Did you just get engaged? Congratulations! We’ve got 7 essential tips for newly engaged couples that will help you figure out what’s next! We planned our own wedding in 2009, and we’ve helped thousands of brides and grooms over the years. So we’ve got a few personal stories to share, along with common sense advice to help you make sense of your new adventure.
Tip 1: Wait! Don’t Jump In to Planning Yet!
We know you’re ready to get started with the planning, but don’t rush it! Enjoy being engaged for a little bit, this is a special time. Planning is stressful – it may be the biggest challenge you two have faced so far. So enjoy this moment! Take some time to yourselves to dream a little before making it a project.
This is something we didn’t really do. Surprise, we’re both hyper planners. In retrospect, we probably should have waited a little bit and enjoyed it a little more.
Tip 2: Make Your First Guest List and Budget
Go somewhere together where you won’t be disturbed: maybe go on a drive, take a walk, do something where the two of you can talk and take notes. Work together to make a list of the top MOST important things to you for your wedding. For us, it was photography (so our memories would be captured well), invitations (because we do that!), and the dress (because Melissa sews and she was super excited to create her own gown).
We did this in the car on a trip back from St Louis – actually BEFORE we were engaged (that’s how hyper planner we are). But it was a perfect environment for us to talk without distractions, and it made the miles fly by. Just give yourselves permission to change this first draft, because it’s definitely going to change.
Tip 3: Select Your Venues and Dates, but Be Flexible!
We had our hearts set on a huge, beautiful Presbyterian church here in downtown Chattanooga. Once we visited and saw the cost and rules, it didn’t feel right for our wedding. We ended up finding a smaller church on top of Lookout Mountain, and it was perfect!
Even if you’ve been thinking about a particular venue for a long time, don’t be afraid to change your mind once you actually make a visit. If you’ve got a feeling that something’s not the right fit for your wedding, then don’t do it.
As far as the date, start with a range and narrow it down based on availability. September and October are popular, as are May and June, so availability for venues will be limited in those months. Flexibility is key at this stage, and you may have to make a decision about whether a particular venue or particular date is more important.
One last thing about dates: Try to steer clear of major holidays unless there’s some family significance to it, or you’re planning a smaller celebration. After all, the idea of a big Christmas wedding might sound charming, but very few people outside of your immediate families would be willing to shelve their own Christmas traditions for a year in order to attend your wedding.
Tip 4: Consider Using a Wedding Planner
Let’s face it, you’re probably rookies at this whole wedding thing, even if you’ve been in your friends’ weddings. As you have probably already discovered, there’s a lot more to planning one than being in one.

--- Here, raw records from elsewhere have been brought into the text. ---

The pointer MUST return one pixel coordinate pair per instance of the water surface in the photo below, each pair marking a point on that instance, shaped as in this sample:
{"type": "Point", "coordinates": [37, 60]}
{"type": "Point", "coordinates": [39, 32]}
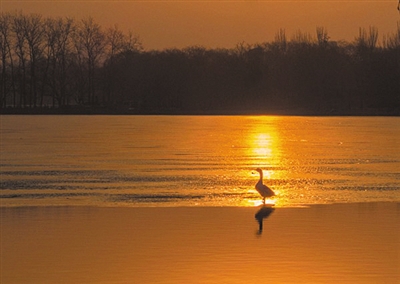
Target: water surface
{"type": "Point", "coordinates": [197, 160]}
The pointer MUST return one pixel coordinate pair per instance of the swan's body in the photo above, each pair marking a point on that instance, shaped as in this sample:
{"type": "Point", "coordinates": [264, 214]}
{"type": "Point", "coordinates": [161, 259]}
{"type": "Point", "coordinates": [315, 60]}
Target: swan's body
{"type": "Point", "coordinates": [262, 189]}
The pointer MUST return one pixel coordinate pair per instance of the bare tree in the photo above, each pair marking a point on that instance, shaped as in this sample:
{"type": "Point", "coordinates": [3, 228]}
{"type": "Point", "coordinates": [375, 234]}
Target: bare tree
{"type": "Point", "coordinates": [7, 64]}
{"type": "Point", "coordinates": [89, 40]}
{"type": "Point", "coordinates": [58, 41]}
{"type": "Point", "coordinates": [20, 50]}
{"type": "Point", "coordinates": [33, 29]}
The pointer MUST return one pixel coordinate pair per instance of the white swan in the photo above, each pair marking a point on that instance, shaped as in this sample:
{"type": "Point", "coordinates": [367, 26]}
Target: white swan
{"type": "Point", "coordinates": [262, 189]}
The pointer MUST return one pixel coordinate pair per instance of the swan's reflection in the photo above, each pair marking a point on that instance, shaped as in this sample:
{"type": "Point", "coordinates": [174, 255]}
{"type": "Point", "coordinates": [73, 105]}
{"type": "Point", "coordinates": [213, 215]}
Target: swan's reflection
{"type": "Point", "coordinates": [263, 213]}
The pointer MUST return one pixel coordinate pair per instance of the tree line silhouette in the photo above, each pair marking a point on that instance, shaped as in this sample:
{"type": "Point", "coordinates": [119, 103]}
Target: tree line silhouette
{"type": "Point", "coordinates": [63, 65]}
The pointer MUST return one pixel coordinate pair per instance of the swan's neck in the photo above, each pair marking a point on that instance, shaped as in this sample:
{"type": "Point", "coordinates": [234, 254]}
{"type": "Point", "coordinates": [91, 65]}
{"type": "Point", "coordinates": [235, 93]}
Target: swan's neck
{"type": "Point", "coordinates": [261, 176]}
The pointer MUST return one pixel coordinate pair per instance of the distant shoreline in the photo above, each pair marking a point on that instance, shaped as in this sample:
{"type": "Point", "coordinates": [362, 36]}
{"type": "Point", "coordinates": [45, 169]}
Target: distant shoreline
{"type": "Point", "coordinates": [110, 111]}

Wedding planners have a remarkable level of expertise, connections, and experience to help you. Many wedding planners have different packages with different levels of service for a wide range of budgets. And if you really, truly can’t afford one, there are websites and apps that will help
We planned everything ourselves, and we wish we had used a real planner! The stress relief would have been worth the expense, and having a planner might have helped the day feel like less of a blur. That’s something that sticks with you for the rest of your life.
Tip 5: Be Careful What You Share
We understand, you want to make your engagement “official” on social media – that’s fine, once your families know. (Seriously, be sure your families know first!) But be careful how much of the planning you share on your social feeds. You don’t need a bunch of unsolicited advice, and you definitely don’t need people inviting themselves! And yes, that will absolutely happen.

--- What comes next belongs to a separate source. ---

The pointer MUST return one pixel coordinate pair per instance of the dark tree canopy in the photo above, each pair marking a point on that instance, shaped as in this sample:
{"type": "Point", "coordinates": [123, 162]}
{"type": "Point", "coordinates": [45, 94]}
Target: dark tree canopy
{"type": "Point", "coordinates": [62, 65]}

Social media has changed a lot since we got married. In some ways, we’re old dinosaurs. Still, good advice doesn’t change, even if the platforms do. Resist the urge to throw everything on insta and snapchat, and don’t share every one of your Pinterest boards. Too much sharing leaves no surprises for your guests!
Tip 6: Partner with a Pro for Your Printed Goods
DIY is great, and there are lots of good tutorials out there for different techniques to create invitations. However, professionals have expertise and access to materials and techniques you simply don’t have. Consider this: Do It Yourself doesn’t mean “Go It Alone.” We serve many couples who do their own assembly so they can add their personal touch to the invitations we create.
Working with experts means less stress for you. Let the pros take care of the technical stuff, so you get to focus on the fun stuff. After all, the fun stuff is the best part!
Tip 7: Your Wedding is the First Day, not the Only Day
We’re going to say something a little controversial here: The most important thing in all of this is actually NOT your wedding day – it’s your marriage! If the wedding isn’t 100% perfect, that’s ok! Your wedding day is literally the first day of the rest of your lives, so invest in your relationship more than the ceremony.
We did premarital counseling as part of our engagement, and we learned things about each other that are still part of our everyday lives. If nothing else, pay attention to how your future spouse prioritizes and plans with the wedding. You’re going to learn a lot about each other doing this together!